Para a memória é indiferente que o teu rosto se esconda para mudar. Para lá da sombra, do que de nuvens se pode esperar em dias de desencanto, os traços firmam-se no bronze indelével que há logo abaixo da pele, e é lá que a memória mora.

Os pequenos truques de cor não passam de invenções de luz, como esse cabelo que terá ascendido em demasia para tão intenso nevão, e não chegam para iludir os que de perto te reconhecem os passos, mesmo os mais suaves, mesmo os que não se chegam a consumar, mesmo o que de movimento há na mais absoluta quietude.

É quase um gracejo primaveril o olhar que lança uma âncora para impedir partir, ingénuo como um cortejo de personagens de névoa, manso como tudo o que se abstém de acontecer, frágil como o gelo que se faz teto na água de uma só noite.

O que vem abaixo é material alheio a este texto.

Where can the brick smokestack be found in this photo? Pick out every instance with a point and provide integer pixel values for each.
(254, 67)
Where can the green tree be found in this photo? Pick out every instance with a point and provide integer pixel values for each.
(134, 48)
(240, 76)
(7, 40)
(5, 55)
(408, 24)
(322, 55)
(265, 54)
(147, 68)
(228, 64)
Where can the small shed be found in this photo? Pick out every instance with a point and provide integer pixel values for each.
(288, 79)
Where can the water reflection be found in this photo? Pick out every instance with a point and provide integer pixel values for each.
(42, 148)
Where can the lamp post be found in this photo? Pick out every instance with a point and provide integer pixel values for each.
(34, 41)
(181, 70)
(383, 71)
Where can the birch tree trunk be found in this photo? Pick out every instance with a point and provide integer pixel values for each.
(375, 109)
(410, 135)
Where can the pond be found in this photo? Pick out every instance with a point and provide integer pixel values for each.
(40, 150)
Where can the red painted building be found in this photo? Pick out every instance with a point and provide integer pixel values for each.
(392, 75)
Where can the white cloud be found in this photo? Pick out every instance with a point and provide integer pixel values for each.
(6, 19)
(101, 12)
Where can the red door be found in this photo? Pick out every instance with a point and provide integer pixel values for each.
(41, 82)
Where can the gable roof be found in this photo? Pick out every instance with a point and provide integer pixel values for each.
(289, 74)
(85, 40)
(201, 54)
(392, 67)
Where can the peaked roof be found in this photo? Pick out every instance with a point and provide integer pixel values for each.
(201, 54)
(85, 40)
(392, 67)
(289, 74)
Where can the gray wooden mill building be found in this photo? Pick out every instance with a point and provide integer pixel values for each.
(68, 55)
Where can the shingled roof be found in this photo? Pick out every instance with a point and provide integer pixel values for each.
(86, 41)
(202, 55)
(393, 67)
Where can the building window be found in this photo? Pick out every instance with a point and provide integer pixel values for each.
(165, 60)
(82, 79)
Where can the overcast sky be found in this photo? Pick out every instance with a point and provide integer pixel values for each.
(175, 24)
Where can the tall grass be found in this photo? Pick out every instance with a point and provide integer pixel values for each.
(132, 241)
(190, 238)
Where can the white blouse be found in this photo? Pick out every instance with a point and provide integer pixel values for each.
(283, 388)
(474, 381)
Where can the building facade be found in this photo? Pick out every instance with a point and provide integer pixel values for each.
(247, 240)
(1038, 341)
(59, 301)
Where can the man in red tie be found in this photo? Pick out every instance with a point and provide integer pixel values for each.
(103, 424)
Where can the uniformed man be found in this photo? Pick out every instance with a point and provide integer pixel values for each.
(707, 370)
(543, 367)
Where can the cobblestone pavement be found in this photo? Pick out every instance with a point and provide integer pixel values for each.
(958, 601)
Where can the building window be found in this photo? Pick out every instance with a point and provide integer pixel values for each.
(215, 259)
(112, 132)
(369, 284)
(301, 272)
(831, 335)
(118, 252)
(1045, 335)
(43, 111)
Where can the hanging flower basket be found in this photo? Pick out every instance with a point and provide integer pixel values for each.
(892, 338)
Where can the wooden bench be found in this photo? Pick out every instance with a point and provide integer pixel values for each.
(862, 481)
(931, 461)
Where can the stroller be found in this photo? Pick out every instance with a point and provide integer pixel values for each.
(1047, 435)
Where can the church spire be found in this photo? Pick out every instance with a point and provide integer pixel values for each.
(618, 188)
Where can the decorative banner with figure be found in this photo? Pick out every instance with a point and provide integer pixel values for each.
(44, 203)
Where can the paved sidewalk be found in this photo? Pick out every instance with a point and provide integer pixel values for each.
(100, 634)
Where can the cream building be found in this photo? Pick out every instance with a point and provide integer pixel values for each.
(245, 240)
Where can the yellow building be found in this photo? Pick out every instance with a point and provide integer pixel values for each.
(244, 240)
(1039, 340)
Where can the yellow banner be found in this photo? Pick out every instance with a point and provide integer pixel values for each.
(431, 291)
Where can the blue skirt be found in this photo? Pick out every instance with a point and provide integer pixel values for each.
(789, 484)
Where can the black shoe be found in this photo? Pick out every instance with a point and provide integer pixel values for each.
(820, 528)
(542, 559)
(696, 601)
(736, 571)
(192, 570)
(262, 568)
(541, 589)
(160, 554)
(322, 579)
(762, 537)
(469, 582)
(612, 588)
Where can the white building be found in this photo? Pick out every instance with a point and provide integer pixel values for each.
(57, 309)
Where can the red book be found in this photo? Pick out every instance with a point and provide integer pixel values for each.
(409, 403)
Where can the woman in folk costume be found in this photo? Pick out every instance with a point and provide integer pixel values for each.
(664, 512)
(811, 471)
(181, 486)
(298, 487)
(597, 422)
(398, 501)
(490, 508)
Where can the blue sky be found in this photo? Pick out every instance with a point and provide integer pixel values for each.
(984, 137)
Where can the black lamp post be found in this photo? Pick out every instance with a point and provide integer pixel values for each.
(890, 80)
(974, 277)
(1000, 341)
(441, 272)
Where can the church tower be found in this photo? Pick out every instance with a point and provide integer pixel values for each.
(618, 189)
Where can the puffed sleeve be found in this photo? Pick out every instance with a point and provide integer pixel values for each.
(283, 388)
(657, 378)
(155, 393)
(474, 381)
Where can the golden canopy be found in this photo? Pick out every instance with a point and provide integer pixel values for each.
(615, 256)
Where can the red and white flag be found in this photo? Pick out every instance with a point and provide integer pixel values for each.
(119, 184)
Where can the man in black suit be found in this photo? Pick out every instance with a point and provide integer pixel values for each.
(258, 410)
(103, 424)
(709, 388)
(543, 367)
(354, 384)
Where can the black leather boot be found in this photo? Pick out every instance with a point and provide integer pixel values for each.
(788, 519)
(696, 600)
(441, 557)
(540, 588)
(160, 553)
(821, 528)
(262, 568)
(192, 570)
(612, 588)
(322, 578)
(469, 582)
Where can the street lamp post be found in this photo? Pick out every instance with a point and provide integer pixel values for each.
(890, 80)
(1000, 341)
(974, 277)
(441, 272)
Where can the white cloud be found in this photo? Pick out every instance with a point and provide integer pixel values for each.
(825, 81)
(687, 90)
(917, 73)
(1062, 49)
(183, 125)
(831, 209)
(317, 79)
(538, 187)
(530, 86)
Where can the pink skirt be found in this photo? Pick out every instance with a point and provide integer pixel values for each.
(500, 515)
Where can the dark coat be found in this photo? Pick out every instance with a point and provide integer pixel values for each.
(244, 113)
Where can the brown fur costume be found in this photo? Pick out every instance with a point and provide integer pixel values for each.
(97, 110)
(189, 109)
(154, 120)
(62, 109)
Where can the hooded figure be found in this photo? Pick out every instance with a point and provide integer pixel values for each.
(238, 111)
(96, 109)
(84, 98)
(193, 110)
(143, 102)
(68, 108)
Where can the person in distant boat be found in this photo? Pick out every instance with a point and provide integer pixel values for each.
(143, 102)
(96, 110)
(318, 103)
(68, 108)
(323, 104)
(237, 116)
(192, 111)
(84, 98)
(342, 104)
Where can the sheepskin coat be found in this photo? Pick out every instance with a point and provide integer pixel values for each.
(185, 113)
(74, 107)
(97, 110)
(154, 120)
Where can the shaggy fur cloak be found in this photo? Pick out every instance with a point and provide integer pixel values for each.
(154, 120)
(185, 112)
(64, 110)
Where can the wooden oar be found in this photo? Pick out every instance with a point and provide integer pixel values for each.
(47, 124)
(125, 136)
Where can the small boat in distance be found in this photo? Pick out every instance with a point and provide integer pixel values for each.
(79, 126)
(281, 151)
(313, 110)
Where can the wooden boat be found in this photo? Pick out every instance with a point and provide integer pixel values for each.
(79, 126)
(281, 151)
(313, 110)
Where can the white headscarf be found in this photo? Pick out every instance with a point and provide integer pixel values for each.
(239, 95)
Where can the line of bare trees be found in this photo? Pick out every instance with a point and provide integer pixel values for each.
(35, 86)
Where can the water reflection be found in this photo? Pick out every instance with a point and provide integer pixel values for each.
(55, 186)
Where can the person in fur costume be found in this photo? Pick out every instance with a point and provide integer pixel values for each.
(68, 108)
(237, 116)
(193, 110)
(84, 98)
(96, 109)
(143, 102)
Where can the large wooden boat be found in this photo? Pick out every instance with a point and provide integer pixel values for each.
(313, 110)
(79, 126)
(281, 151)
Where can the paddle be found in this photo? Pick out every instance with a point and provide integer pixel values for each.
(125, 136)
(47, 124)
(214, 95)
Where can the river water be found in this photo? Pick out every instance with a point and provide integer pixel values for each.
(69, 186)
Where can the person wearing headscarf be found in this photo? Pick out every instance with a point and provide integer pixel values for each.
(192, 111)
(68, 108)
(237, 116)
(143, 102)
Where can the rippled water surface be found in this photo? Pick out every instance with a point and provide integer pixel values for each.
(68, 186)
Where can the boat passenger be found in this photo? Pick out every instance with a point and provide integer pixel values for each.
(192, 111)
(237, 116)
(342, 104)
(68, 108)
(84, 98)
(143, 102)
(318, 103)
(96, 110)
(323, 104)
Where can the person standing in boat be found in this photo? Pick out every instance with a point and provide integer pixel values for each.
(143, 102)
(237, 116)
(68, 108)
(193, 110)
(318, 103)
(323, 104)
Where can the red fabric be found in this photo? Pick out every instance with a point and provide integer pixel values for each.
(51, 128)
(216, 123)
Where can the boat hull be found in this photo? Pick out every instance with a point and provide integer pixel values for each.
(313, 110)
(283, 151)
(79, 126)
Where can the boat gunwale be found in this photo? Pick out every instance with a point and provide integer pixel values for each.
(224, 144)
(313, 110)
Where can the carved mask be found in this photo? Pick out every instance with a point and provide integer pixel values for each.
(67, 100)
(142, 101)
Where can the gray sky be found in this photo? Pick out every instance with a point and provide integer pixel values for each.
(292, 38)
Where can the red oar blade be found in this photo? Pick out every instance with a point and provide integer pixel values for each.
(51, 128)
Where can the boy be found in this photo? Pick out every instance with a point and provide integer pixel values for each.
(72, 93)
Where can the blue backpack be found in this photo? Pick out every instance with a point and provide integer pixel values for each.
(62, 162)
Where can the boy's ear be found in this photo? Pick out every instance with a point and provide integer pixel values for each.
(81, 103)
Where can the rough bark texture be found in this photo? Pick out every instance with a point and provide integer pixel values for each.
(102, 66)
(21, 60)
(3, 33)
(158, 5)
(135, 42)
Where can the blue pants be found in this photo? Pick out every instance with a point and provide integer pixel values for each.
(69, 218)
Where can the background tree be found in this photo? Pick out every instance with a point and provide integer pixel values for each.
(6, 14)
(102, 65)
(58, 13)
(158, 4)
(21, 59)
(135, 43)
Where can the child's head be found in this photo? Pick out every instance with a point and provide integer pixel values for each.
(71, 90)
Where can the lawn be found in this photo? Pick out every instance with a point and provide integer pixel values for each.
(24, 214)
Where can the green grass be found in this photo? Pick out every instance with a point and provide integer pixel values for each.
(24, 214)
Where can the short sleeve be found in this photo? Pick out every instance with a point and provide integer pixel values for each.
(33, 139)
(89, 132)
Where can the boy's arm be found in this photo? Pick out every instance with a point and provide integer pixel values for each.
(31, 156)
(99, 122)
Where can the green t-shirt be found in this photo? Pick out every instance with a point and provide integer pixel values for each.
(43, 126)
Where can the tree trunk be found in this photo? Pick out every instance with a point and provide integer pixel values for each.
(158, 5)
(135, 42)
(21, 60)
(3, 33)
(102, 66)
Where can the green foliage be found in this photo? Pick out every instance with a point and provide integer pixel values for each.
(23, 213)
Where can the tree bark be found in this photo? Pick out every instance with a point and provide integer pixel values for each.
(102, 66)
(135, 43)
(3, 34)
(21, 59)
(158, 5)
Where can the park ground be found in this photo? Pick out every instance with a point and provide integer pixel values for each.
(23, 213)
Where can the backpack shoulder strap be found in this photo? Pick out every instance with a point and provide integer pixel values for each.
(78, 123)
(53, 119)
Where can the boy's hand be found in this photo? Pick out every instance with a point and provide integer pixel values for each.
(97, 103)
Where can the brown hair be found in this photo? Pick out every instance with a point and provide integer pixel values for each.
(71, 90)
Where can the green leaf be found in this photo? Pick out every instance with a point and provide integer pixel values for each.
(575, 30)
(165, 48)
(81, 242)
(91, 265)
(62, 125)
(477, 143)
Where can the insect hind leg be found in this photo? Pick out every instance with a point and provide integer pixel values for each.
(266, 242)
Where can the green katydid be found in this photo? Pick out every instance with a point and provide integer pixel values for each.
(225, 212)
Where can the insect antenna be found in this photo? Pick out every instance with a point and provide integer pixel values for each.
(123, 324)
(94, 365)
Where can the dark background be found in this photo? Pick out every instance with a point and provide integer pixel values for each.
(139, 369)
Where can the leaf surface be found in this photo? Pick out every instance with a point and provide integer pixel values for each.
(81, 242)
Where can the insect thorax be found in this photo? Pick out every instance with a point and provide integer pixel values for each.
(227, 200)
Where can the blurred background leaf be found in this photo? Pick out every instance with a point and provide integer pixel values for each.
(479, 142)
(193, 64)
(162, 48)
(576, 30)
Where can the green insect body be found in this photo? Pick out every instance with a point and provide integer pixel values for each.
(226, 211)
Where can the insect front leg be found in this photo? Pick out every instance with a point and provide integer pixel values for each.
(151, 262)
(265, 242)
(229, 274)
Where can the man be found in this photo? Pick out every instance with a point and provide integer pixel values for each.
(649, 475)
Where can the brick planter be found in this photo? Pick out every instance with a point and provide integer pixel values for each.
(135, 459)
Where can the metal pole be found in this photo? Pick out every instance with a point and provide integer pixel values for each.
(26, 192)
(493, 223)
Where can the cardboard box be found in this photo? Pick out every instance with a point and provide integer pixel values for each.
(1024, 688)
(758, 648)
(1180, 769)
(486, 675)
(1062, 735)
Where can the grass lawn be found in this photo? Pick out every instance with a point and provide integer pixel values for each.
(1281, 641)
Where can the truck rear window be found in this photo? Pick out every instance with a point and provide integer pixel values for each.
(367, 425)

Em tudo o que respira há um relógio que, embora retalhe o tempo, nada lhe retira nem acrescenta, como esses rios, mares e oceanos que correm no mesmo corpo e são sangue do mesmo sangue e se inventam correntes e marés e são apenas um líquido abraço sobre um dorso de mulher.

Revisito a memória como quem revê um velho amigo, e ela, como os verdadeiros amigos, porque me vive por dentro, persiste nas histórias em que parece ter vivido sozinha, talvez para incentivar o espanto e a admiração e acordar o que da imaginação sobreviveu aos invernos de diluviana realidade.